Next-generation sequencing reveals hsa_circ_0058092 being a potential oncogene candidate involved in gastric cancer

• Published in: Gene Vol. 726; p. 144176
• Main Authors: Bu, Xuefeng, Zhang, Xuanfeng, Luan, Wenkang, Zhang, Riting, Zhang, Yao, Zhang, Anwei, Yan, Yulan
• Format: Journal Article
• Language: English
• Published: Netherlands Elsevier B.V 05.02.2020
• Subjects: Bioinformatics; Biomarkers, Tumor - genetics; Circular RNA; Computational Biology - methods; Female; Gastric cancer; High-Throughput Nucleotide Sequencing - methods; Hsa_circ_0058092; Humans; Male; MicroRNAs - genetics; Middle Aged; Next generation sequencing; Oncogenes - genetics; RNA, Circular - genetics; RNA, Untranslated - genetics; Sialoglycoproteins - genetics; Stomach Neoplasms - genetics; Transcription Factors - genetics; Transcription, Genetic - genetics; ceRNA; circRNA; RNA-seq; Hsa_circ_0058092; PODXL; RT-PCR; miRNA; Circular RNA; mRNA; Gastric cancer; Next generation sequencing; Bioinformatics
• ISSN: 0378-1119; 1879-0038
• DOI: 10.1016/j.gene.2019.144176

•We detected the expression profile of circRNA in gastric cancer by RNA-seq technique.•We used bioinformatics techniques to analyze and screen the expression profile features.•We identified hsa_circ_0058092 as a potential oncogene in combination with clinical features for further study.
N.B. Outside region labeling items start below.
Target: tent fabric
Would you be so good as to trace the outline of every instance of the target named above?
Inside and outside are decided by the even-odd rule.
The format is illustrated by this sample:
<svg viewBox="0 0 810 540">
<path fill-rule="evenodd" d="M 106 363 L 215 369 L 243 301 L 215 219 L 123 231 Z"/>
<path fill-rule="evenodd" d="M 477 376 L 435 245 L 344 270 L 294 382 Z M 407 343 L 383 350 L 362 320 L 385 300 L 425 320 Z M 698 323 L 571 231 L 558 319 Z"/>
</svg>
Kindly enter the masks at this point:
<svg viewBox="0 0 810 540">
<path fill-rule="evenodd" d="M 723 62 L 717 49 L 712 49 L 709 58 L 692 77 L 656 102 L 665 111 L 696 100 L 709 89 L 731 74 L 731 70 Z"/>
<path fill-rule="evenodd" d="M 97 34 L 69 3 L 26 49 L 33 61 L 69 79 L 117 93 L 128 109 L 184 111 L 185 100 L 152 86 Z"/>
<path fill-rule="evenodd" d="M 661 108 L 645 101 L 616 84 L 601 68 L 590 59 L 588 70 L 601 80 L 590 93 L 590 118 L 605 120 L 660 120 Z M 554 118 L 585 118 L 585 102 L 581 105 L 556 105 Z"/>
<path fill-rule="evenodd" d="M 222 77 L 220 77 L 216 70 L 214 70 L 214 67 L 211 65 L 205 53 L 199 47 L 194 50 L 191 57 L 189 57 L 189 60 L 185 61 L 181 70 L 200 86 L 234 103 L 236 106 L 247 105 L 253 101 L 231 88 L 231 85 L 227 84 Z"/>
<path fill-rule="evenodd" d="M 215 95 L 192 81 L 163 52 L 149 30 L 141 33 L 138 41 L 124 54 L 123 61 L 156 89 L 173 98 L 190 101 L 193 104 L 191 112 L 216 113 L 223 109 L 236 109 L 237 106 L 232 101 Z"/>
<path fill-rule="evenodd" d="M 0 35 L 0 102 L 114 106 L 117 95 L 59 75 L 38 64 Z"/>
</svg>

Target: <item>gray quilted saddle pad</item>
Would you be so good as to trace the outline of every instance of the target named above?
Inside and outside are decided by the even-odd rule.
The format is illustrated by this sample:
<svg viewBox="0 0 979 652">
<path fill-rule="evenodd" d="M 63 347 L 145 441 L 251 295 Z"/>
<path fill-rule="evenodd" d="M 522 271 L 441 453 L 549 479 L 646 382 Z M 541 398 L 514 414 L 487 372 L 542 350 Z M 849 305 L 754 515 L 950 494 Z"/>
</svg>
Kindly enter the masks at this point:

Gastric cancer is a serious problem for human health. As part of noncoding RNA, circular RNA (circRNA) plays a key role in the occurrence and development of malignant tumor. We used next generation sequencing technology to detect circRNA expression profiles in 5 paired human gastric cancer tissues. Then, bioinformatics analysis was carried out to analyze the function of dysregulated circRNAs. Hsa_circ_0058092 was selected as the object of follow-up analysis. After using the Cistrome DB dataset the data was used to predict specific transcription factors of hsa_circ_0058092. The relationship between hsa_circ_0058092 and PODXL was further validated using RT-PCR and immunohistochemical techniques. Survival data were collected using a Kaplan-Meier analysis of hsa_circ_0058092. We identified 319 aberrantly expressed circRNAs, Hsa_circ_0058092 was selected for our studies. Functional analysis of hsa_circ_0058092 revealed that it was related to metabolic processes. The prediction results suggested that hsa_circ_0058092 has a relationship with hsa-miR-4269 which could specifically bind to the PODXL sequence. Transcription factor CEBPB may regulate the transcription process of hsa_circ_0058092. The expression of hsa_circ_0058092 was positively correlated with PODXL expression. Immunohistochemical analysis of PODXL showed that the expression of PODXL protein in cancer tissues is higher than that in adjacent tissues. Kaplan-Meier analysis suggested that hsa_circ_0058092 was associated with survival of gastric cancer patients. All of these results showed that hsa_circ_0058092 was a potential oncogene.